Botched efforts to bury evidence: SPDC only hurriedly called a meeting of communities in Bayelsa and Delta to its western division on the December 23, 2011 when it discovered that its “robust” counter measure to contain, disperse and bury the evidence of the spill failed. The communities invited were those by their forecast and belief SPDC felt shall be in the frontline of the direct impact of the Bonga oil spill. I was in this meeting in my capacity as the chair of Kou CDB. This meeting was chaired by one Mr. Donald Overedjo, SPDC’s the Government and Community Relations Manager. He pleaded with the communities to give SPDC unconditional licence to contain and disperse the Bonga oil spill because, according to him, the magnitude of the pollution was frightening.

Misgivings: For me I wondered what “unconditional licence to contain and disperse the Bonga oil spill” meant. It meant the indiscriminate use of dispersants. My suspicion was heightened, especially when we started reading the relentless apologies of Mr. Mutiu Sumonu, SPDC’s country chair  on the SNEPCo website and the national dailies. It was later I knew that it was 40,000 barrels even by SPDC’s own estimate. I have never seen where SPDC would own up to a spill of such a magnitude without insinuating third party interference or arguing that the spilt crude was so negligible and not up to a table spoon full.

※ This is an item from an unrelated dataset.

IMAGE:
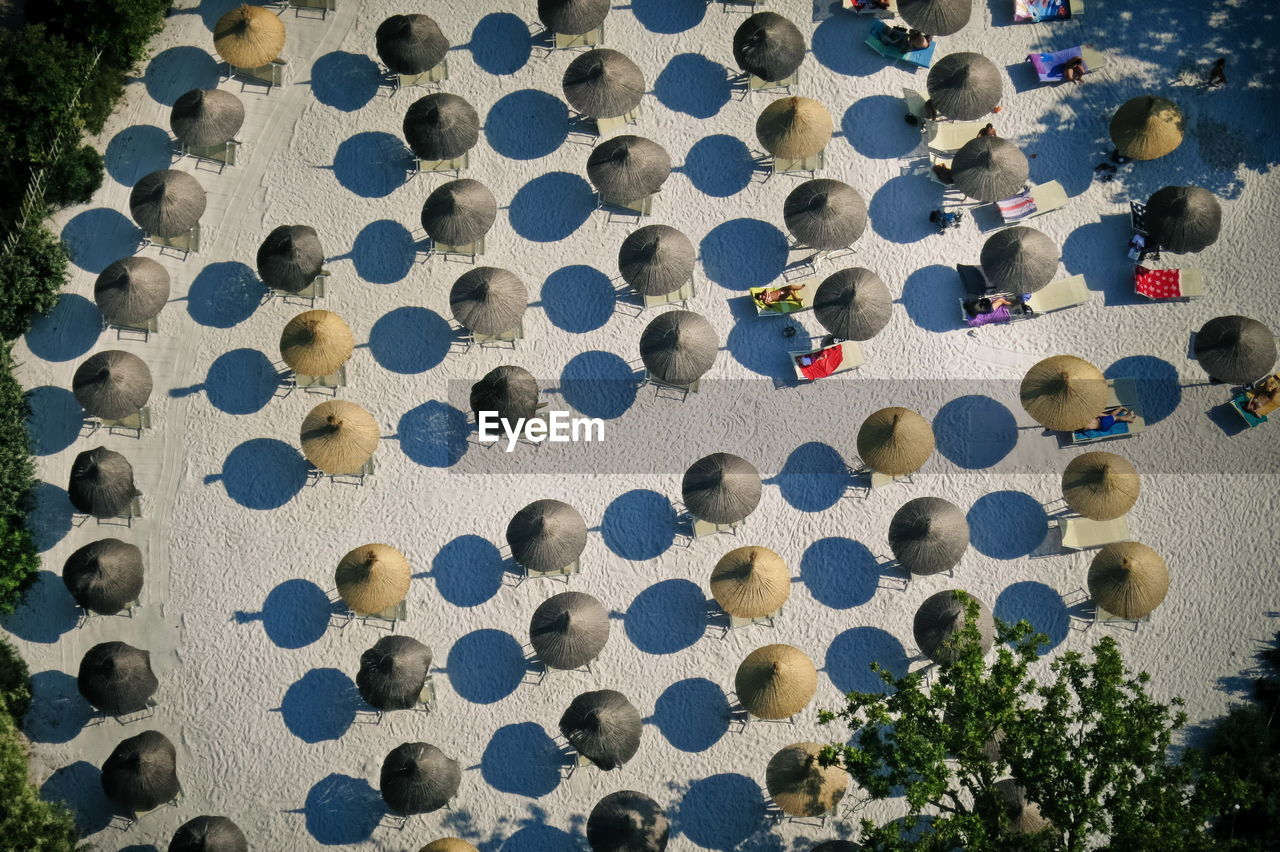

However, all communities were ready to cooperate to ensure that ecological disaster, arising from the spill, was reduced to the barest minimum, especially when about 40,000 barrels of oil was what is being talked about.

My suspicion was so high and my instincts told me that something was amiss. However, true to my suspicion, SPDC took advantage of the inexperience of the Minister for Environment, Hajia Hadiza Ibrahim Mailafa, and got her to say in one of the national newspapers  that ‘the country was lucky that the spill did not hit the coastline.’ This was after her overfly to the Bonga oil facility in company of the Director-General of NOSDRA, Mr. Peter Idabor, and the Deputy Director of NIMASA. SPDC completely changed gear after that statement and went back to its old game. That was really when the abracadabra began.

Bunkering vessel farce

SPDC denied that its 40,000 barrel spill ever hit the coastline and went further with a hypothesis that, in fact, if any spill hit the coastline of these communities, it must be that of an unnamed third party. Indeed, SPDC now said it noticed during its over flights that a nameless oil bunkering vessel was vomiting crude into the sea. SPDC even made Dr. Bukola Saraki its new convert. NIMASA dissented.

Let me say that it would be foolhardy for SPDC to claim that the oil spill did not pollute the Kou communities and all the towns, villages and fishing camps within the Ramos, Forcados and Dodo estuary. The Kou Communities and several other communities that are located at the Ramos estuary that opens up into the sea called the Bight of Benin are the closest to the Bonga Field location. In fact, from the last Kou Community called Azamabiri you can see the Bonga Field from the shore.

No JIVs till date: Sharp practices, blind bids to cut corners using community contractors and the desperation to ensure that this spill of gargantuan magnitude is under-played is even making the Bonga oil spill issue worse for SPDC. Joint investigation visits (JIVs) were carried not out to ascertain the source, cause, volume and extent of impact and even a damage assessment of the Bonga oil spill. The little confidence that SPDC has built through the GMoU has eroded.

The GMoU is a beautiful and a wonderful working document that can give real expression to SPDC’s hitherto epileptic corporate social responsibility or social investment strategy to its host communities if implemented to the letter. However, the way the Bonga oil spill was managed has damaged all of these.  The Bonga oil spill is not any act of vandalism by any community but SPDC’s own equipment failure and they should pay for this.